Central Election Commission Chairman Vladimir Churov dismissed the criticisms of the Western election monitors as "politically motivated and subjective".

The European Union also voiced its concerns, with European Commissioner for External Relations and European Neighbourhood Policy Benita Ferrero-Waldner stating that they "saw some violations of basic rights, notably free speech and assembly rights." A spokesman for the European Commission said that "we are obviously aware of the allegations of irregularities. These will have to be assessed by the relevant bodies in Russia, and we will monitor this closely." Graham Watson from the European Parliament said the vote proved that President Vladimir Putin is "a populist with the trappings of a dictator.... He is in the same category as Hugo Chávez, only...more dangerous." The final joint EU statement said:

there were many reports and allegations of media restrictions as well as harassment of opposition parties and non-governmental organizations in the run-up to the elections and on election day, and that procedures during the electoral campaign did not meet international standards and commitments voluntarily assumed by Moscow. The EU hopes that investigations will clarify the accuracy of these allegations.

===Western media criticism and commentary===

Radio Free Europe/Radio Liberty (RFE/RL) published a detailed report on election day why they considered the elections a show election.

According to British newspaper The Independent, "critics condemned the election as an exercise in phantom democracy. Although voters had a choice of 11 parties, the only ones with a chance of making it into Russia's notoriously feckless Duma are either creations of the Kremlin, or loyal to it" and "Many Russians believe that the loss of freedom has been an acceptable price to pay for the stability."

However, according to Nikolai N. Petro's opinion article in the International Herald Tribune, "Far from indicating a retreat from democracy, the Russian electorate's rejection of the current opposition may be a sign of the country's progress toward a mature democracy."

Norman Stone in The Times guest comment article though admitting that "No doubt there are elements of truth in [the allegations]", wrote "President Putin is popular, and from a Russian perspective, you can easily see why. Indeed, the outcome of his recent election more than slightly resembles General de Gaulle's success in 1958". He concluded on Putin: "if Russians see him as the best hope, they should be understood."

On the other hand, Denmark's daily Politiken, noted that the Russian election "could be best described as a swindle." The paper argued that Western countries should not accept its results "lest they compromise their own democratic values and deprive Russians of hope in a democratic future for their country".

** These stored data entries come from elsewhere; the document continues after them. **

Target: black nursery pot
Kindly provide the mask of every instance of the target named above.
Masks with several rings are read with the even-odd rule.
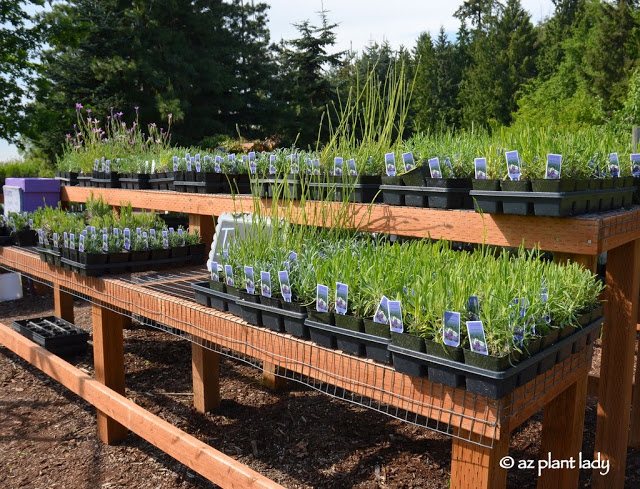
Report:
[[[267,297],[265,295],[260,296],[260,304],[263,304],[269,307],[275,307],[277,309],[280,309],[281,307],[280,299],[276,299],[275,297]]]
[[[364,332],[364,323],[362,322],[362,318],[357,318],[355,316],[349,316],[346,314],[336,314],[336,326],[339,328],[348,329],[350,331],[360,331]]]
[[[22,231],[12,232],[13,240],[17,246],[35,246],[38,241],[38,233],[33,229],[23,229]]]
[[[531,180],[534,192],[574,192],[576,181],[573,178],[536,178]]]
[[[500,187],[505,192],[531,192],[530,180],[501,180]]]
[[[376,323],[373,319],[364,319],[364,332],[381,338],[391,338],[388,324]]]
[[[446,358],[455,362],[464,362],[464,353],[459,346],[449,346],[433,340],[425,340],[427,353],[439,358]]]
[[[168,260],[171,256],[171,250],[169,248],[160,248],[157,250],[151,250],[151,260]]]
[[[388,175],[383,175],[381,177],[382,185],[404,185],[402,183],[402,177],[394,176],[390,177]]]
[[[307,312],[307,308],[301,302],[281,302],[282,309],[289,312],[296,312],[298,314],[304,314]]]
[[[490,192],[498,192],[500,190],[500,180],[497,179],[478,179],[471,181],[473,190],[487,190]]]
[[[391,343],[407,350],[414,350],[421,353],[426,353],[424,338],[422,336],[415,336],[409,333],[395,333],[391,331]]]
[[[240,289],[234,287],[233,285],[227,285],[227,294],[232,295],[234,297],[240,297]]]
[[[467,365],[484,368],[493,372],[501,372],[515,365],[519,360],[520,354],[516,351],[509,355],[494,357],[492,355],[483,355],[471,350],[464,350],[464,362]]]
[[[427,179],[427,174],[428,168],[426,166],[417,166],[413,170],[404,173],[400,178],[402,179],[404,184],[409,187],[424,187]]]
[[[260,299],[262,297],[258,294],[252,294],[250,292],[247,292],[246,290],[239,290],[238,294],[239,294],[238,296],[240,297],[240,300],[253,302],[254,304],[259,304]]]
[[[335,315],[332,312],[318,312],[315,305],[307,307],[307,314],[311,321],[328,324],[330,326],[335,324]]]
[[[209,288],[218,292],[225,292],[227,286],[222,280],[209,280]]]
[[[171,258],[182,258],[189,254],[188,246],[175,246],[171,248]]]
[[[470,178],[427,178],[427,187],[435,188],[471,188]]]
[[[78,262],[83,265],[104,265],[109,255],[106,253],[85,253],[78,251]]]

Britain's Financial Times observed that "Russia's relations with the West threatened to hit a new low...as Western leaders and institutions denounced parliamentary elections at the weekend as unfair and undemocratic. But independent observers suggested both sides could seek to contain the damage as Russia heads into a crucial and uncertain period."

In Brussels, NATO Secretary General Jaap de Hoop Scheffer said through his spokesman that he is concerned "about the conduct of the elections, in particular when it comes to freedom of expression and association," but there was no sign of any change of the alliance's policy towards Moscow. Van den Brande also said there was no prospect of Russia being thrown out of the Council of Europe.

According to Zbigniew Brzezinski "the overt and increasingly arbitrary political manipulation of Russia's political process culminated in the elections to Duma in late 2007 that were not much more than a state controlled public plebiscite. The ultimate irony is that, at the time, Putin could in all probability prevailed even in a truly contested electoral process".